Below is the text of Mr Major’s comments on the relationship between the United States and the European Union, made on 4th April 1995.
[Mr Major was asked about the relationship between the United States and the European Union]
I think there are several strands to this.
Firstly, one has to look at some of the changes there have been in the last few years. Until just a few days ago, there was a common bonding between Western Europe generally and the United States because they faced a common threat, a common enemy, in the Soviet Union. That has fallen away, that is different. What we now have to look at is the future. I am very concerned that there are many people in Western Europe who perhaps have an inward-looking perspective, a protectionist perspective.
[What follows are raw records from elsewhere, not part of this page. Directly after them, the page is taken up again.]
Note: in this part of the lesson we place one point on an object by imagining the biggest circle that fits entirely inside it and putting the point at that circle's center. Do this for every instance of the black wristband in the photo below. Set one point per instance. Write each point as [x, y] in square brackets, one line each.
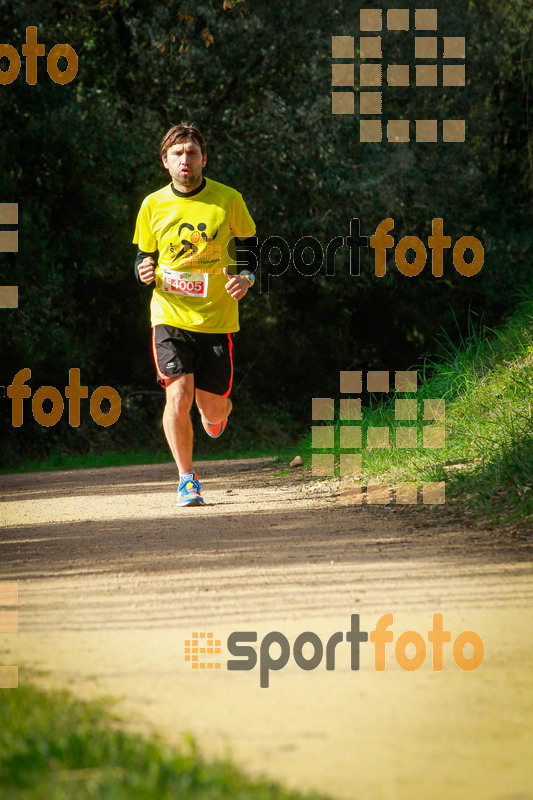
[141, 255]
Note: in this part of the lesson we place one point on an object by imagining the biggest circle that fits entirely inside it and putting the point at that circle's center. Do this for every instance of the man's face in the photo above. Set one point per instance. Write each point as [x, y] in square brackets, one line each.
[184, 161]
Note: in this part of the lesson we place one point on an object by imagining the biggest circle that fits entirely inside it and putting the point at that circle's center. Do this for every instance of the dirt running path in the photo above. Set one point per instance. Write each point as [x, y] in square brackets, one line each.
[113, 579]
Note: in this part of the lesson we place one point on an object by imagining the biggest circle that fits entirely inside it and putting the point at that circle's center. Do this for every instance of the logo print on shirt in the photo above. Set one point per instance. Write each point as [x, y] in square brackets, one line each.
[189, 245]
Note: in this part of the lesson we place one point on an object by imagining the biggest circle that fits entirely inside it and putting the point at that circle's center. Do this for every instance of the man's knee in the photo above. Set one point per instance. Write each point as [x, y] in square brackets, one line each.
[180, 394]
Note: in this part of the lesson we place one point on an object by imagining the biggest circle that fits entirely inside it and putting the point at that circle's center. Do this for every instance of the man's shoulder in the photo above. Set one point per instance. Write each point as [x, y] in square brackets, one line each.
[159, 196]
[228, 192]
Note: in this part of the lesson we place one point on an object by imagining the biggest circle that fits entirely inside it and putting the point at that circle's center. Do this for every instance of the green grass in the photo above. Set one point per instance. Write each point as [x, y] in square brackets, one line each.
[53, 747]
[487, 461]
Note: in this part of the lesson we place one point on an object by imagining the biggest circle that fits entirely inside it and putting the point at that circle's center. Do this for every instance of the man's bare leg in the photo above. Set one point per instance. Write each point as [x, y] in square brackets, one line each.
[177, 420]
[213, 407]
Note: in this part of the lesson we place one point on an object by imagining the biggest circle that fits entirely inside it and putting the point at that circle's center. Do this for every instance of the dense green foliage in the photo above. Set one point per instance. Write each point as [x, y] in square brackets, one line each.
[487, 462]
[54, 747]
[256, 78]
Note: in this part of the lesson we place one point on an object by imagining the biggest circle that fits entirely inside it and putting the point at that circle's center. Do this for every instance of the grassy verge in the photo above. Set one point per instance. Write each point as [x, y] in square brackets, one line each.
[487, 459]
[55, 747]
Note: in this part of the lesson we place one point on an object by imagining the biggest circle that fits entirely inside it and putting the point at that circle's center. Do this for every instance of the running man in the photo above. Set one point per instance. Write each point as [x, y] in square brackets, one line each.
[185, 235]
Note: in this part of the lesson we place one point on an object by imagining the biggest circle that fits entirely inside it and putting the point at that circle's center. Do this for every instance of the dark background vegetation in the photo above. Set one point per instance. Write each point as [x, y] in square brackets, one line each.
[256, 78]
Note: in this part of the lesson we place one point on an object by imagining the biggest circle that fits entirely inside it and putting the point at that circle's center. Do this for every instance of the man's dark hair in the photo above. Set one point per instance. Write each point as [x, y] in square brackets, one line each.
[185, 131]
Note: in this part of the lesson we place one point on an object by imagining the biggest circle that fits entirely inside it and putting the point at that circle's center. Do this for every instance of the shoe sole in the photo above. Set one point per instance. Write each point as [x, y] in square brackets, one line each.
[194, 501]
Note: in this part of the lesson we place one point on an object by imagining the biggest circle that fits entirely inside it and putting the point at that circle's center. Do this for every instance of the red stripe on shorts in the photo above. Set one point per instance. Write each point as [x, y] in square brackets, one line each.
[230, 340]
[154, 351]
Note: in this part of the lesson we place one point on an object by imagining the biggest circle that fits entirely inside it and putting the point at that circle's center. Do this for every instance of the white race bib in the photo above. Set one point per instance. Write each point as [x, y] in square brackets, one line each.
[187, 284]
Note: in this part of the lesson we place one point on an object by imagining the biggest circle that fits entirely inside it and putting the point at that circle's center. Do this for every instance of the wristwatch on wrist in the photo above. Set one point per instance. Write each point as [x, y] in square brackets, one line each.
[250, 277]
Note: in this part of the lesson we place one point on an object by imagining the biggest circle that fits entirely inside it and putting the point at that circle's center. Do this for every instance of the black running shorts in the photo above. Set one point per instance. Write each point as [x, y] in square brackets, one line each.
[209, 356]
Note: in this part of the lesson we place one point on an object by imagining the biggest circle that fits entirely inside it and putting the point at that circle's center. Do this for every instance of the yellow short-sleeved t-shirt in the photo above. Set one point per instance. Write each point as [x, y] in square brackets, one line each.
[194, 236]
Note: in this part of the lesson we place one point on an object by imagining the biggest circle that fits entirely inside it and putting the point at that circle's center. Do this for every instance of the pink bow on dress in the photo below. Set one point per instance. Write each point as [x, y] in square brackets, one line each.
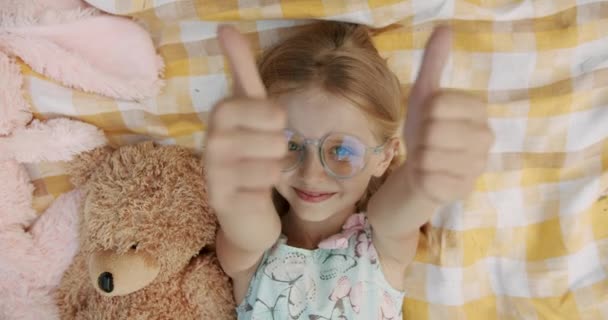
[353, 224]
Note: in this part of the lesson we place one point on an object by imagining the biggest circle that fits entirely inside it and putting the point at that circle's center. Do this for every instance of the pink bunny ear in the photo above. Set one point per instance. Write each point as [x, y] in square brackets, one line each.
[104, 54]
[14, 110]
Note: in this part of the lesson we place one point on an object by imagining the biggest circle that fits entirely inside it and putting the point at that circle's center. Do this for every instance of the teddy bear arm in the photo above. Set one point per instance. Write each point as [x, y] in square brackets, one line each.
[74, 290]
[210, 289]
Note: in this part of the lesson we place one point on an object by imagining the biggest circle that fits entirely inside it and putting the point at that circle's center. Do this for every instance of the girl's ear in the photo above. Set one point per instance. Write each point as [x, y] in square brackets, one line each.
[83, 165]
[390, 151]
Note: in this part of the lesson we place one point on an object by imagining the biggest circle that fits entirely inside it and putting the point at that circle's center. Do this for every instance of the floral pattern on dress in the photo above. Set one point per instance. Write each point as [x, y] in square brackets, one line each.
[340, 280]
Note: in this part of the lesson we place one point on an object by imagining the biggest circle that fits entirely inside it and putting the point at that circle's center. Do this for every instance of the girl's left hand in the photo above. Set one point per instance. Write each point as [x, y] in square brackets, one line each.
[446, 133]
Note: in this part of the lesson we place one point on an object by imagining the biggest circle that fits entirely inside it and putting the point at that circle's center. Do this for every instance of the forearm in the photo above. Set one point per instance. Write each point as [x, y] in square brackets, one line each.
[254, 231]
[396, 210]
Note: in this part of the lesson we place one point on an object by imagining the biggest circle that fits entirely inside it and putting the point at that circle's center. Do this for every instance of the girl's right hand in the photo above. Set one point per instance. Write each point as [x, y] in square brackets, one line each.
[245, 139]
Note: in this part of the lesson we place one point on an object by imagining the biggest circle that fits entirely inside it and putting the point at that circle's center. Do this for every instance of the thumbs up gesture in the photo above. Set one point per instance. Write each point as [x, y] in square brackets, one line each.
[446, 133]
[245, 139]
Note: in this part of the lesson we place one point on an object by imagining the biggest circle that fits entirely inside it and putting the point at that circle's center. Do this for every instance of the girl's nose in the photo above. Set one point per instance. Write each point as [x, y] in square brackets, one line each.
[311, 167]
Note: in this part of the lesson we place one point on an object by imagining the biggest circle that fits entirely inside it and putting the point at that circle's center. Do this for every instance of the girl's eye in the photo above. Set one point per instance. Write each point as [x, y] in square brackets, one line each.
[292, 146]
[342, 152]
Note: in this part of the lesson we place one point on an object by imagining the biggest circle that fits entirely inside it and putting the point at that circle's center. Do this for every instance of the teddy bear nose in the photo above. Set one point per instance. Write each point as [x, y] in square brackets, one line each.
[106, 282]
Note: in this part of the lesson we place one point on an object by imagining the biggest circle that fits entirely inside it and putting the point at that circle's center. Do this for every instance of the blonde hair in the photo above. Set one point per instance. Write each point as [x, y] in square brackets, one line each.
[341, 59]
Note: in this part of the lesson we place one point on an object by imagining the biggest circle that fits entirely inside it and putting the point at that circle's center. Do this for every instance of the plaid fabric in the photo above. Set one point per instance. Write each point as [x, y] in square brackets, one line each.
[532, 241]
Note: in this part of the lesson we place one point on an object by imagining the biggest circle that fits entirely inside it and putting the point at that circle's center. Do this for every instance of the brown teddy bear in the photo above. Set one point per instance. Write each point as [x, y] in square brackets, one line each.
[147, 235]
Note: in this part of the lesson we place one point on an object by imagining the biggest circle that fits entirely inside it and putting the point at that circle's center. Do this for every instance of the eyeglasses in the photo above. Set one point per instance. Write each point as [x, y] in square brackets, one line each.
[341, 155]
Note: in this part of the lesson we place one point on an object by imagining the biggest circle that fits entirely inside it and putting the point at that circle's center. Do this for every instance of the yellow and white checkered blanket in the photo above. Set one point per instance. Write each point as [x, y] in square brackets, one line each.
[532, 241]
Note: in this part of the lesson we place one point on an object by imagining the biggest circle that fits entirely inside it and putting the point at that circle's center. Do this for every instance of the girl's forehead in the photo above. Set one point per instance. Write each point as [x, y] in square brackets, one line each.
[314, 113]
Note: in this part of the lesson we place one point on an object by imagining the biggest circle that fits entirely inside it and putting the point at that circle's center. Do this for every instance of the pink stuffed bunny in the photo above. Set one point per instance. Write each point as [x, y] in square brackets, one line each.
[81, 47]
[34, 253]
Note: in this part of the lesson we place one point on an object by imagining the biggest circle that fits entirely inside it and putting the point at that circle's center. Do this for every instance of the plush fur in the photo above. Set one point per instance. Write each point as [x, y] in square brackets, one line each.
[82, 48]
[147, 223]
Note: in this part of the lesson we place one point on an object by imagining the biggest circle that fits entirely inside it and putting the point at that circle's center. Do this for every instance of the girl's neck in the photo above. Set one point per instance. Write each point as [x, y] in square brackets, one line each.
[307, 234]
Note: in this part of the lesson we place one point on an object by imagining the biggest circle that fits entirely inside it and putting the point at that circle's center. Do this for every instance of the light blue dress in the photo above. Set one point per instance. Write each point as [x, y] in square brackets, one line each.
[342, 279]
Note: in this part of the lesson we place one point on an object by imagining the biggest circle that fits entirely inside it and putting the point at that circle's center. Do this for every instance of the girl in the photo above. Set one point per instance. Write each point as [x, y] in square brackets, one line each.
[318, 216]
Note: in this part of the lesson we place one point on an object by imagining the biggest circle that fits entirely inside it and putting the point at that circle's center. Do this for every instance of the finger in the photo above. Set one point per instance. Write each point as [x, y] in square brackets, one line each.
[247, 80]
[246, 144]
[458, 106]
[435, 57]
[247, 114]
[455, 135]
[455, 163]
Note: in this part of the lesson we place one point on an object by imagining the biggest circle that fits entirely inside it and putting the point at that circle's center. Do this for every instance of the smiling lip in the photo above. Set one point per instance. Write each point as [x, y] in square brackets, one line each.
[310, 196]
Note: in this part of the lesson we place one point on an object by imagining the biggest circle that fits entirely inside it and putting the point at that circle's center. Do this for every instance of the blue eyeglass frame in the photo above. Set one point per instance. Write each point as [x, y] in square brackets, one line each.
[318, 143]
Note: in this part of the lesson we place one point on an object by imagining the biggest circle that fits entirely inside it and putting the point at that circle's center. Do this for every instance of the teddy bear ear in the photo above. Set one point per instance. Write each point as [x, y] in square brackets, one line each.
[83, 165]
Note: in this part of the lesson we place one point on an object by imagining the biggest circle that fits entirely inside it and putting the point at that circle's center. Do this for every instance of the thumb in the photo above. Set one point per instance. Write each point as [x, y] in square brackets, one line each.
[245, 75]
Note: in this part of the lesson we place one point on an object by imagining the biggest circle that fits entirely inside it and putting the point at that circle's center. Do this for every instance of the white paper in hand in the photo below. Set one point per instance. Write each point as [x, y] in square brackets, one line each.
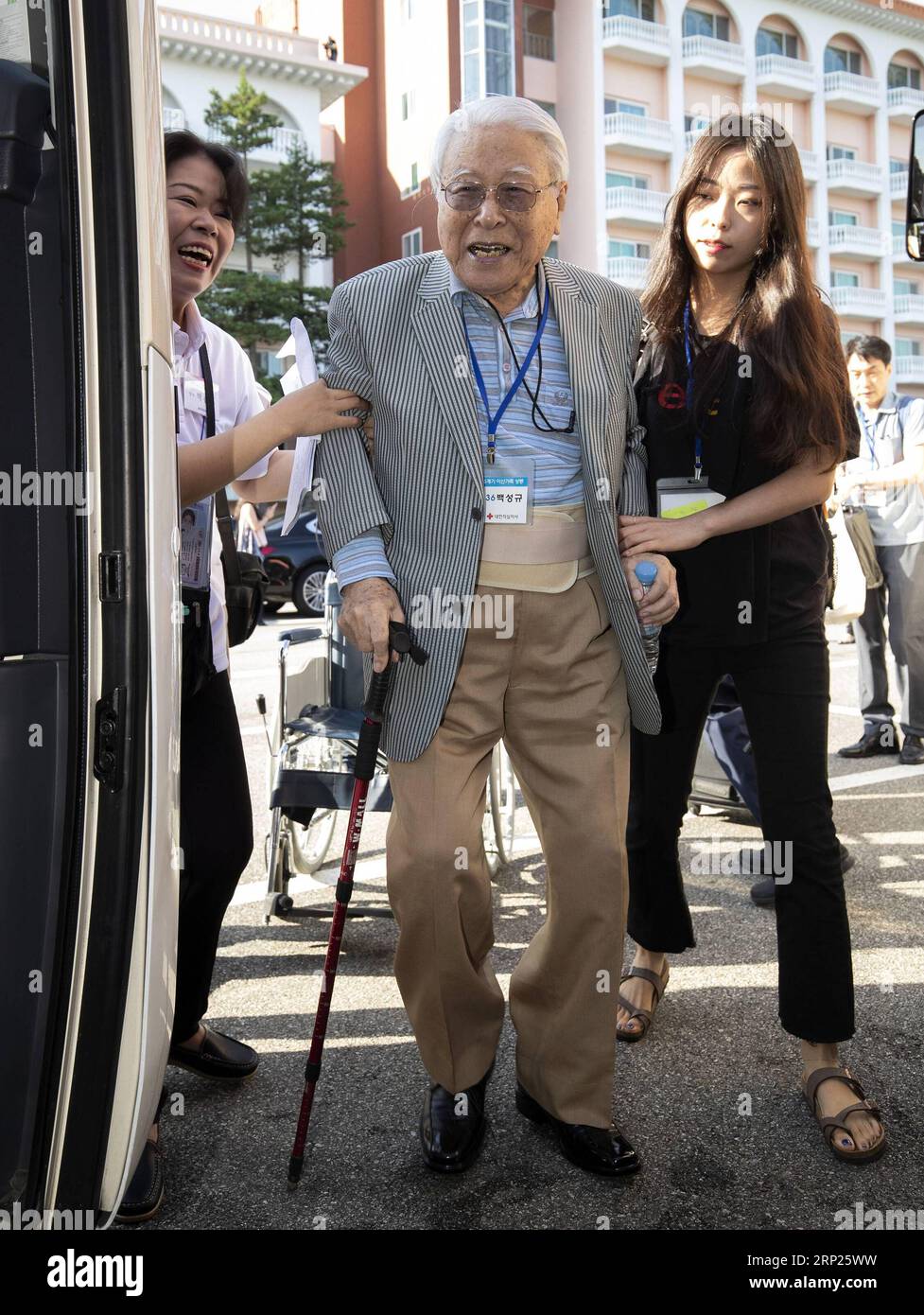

There is also concern sometimes in Western Europe that in some aspects America is inward-looking. I believe that is very damaging for both countries and I know President Clinton shares that view.
What I would wish to do is to examine some ways in which we can open up the relationship, make it entirely relevant to the 1990s and the turn of the century. I am not speaking specifically of a formal North American/European free trade area, that is not specifically what I am saying. What I am saying is that on the back of the Uruguay Agreement there is a huge amount that can still be done to expand free trade, financial services most obviously, a whole range of non-tariff barriers that ought to disappear. I think that North America and Europe should begin to discuss that, North America and the United Kingdom most certainly will and that would be of immense benefit to both of us in the years ahead.